The walker

walker-4I’ve seen her around the neighborhood a few times. A heavy-set woman in her late 60s or possibly early 70s. She wears a faded Blazers cap, loose-fitting dresses and athletic shoes. She uses a walker to get around.

I know she lives in a high-rise a few blocks from me, one of those places that takes in low-income and disabled residents. When I’ve run into her, she always says hi and makes a point of commenting on whichever dog I’m walking that day.

I don’t know her name, but I’m going to ask next time I see her.

Why the interest in this woman?

Well, it was a coincidence that in yesterday’s post I wrote about having logged a full month of daily exercise. When I came back from the gym, Otto and I were taking a short walk when the lady came ambling toward us. Once again, we exchanged hellos and a smile and continued on our separate ways.
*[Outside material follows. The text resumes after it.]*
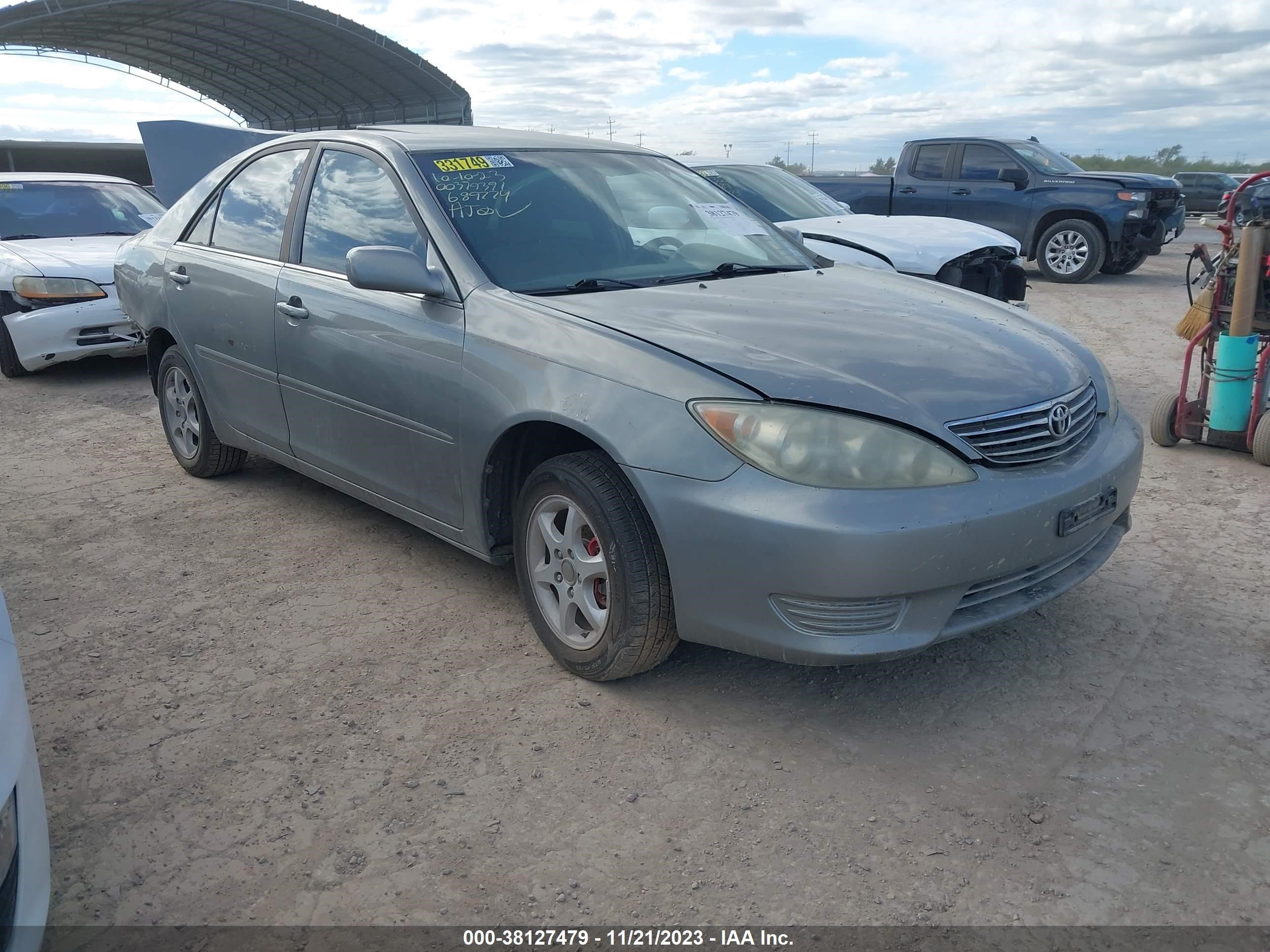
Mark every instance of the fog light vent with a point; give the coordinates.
(819, 616)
I couldn’t help but think that as I age, I sure hope to keep at least as active as her. I have the luxury, for now, of excellent health and the means to belong to a health club just minutes away from home. If I so choose, I can run or bike, too.
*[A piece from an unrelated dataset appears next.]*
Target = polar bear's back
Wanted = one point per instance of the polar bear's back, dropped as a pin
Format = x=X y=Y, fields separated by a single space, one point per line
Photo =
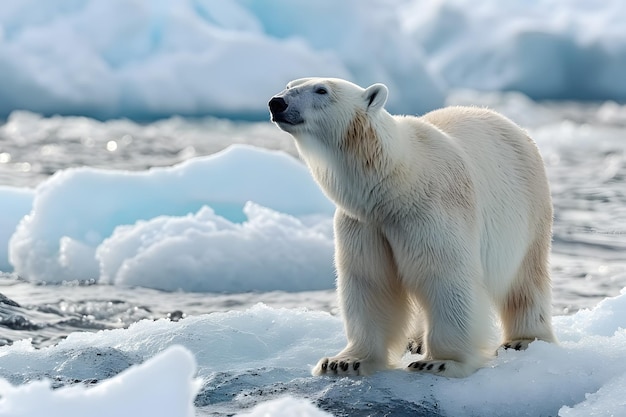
x=509 y=180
This morning, I saw her again. Charlotte and I hit the streets before 6 a.m. and there she was, a block ahead, her back to me, pushing along her walker. This time, there was something different. She had a cloth grocery sack attached to the handlebars and stopped at a curbside recycling bin. She bent down, reached in, added a couple of cans and bottles to her sack, then resumed her walk. I paused to watch as she crossed the street and turned south in the direction of the high-rise.

In that moment, I saw the woman in a different light. Evidently, those walks aren’t just about exercise but also about sustenance. I admire her getting out and about in the fresh air — something my late mother resisted, when a simple walk would have done her so much good. But my heart broke just a little bit seeing that every nickel and dime matters to this woman.
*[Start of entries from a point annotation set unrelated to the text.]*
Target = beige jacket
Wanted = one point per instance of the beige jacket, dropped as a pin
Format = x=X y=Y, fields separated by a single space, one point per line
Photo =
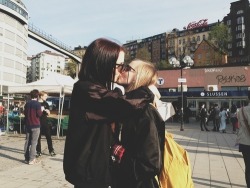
x=243 y=134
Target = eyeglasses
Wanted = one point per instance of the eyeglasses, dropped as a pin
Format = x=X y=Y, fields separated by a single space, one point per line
x=124 y=68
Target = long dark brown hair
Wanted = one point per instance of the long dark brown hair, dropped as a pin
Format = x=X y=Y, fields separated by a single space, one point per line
x=99 y=62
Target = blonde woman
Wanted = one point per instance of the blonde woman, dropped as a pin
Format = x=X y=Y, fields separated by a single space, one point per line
x=142 y=135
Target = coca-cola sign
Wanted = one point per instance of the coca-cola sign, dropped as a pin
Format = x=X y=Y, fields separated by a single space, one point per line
x=200 y=23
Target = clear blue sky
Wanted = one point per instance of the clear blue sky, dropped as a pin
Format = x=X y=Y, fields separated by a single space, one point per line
x=79 y=22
Selfishly, it made me realize how fortunate I am, to be able to walk strictly for pleasure. More broadly, it made me think of one of this country’s most vexing challenges — income inequality.

So many of us take for granted the freedoms that come with having enough money to take care of our basic needs and still have some left over for dining out, entertainment or travel. And yet there are those who walk the streets while many of us are still asleep, quietly collecting cans and bottles to supplement their meager incomes.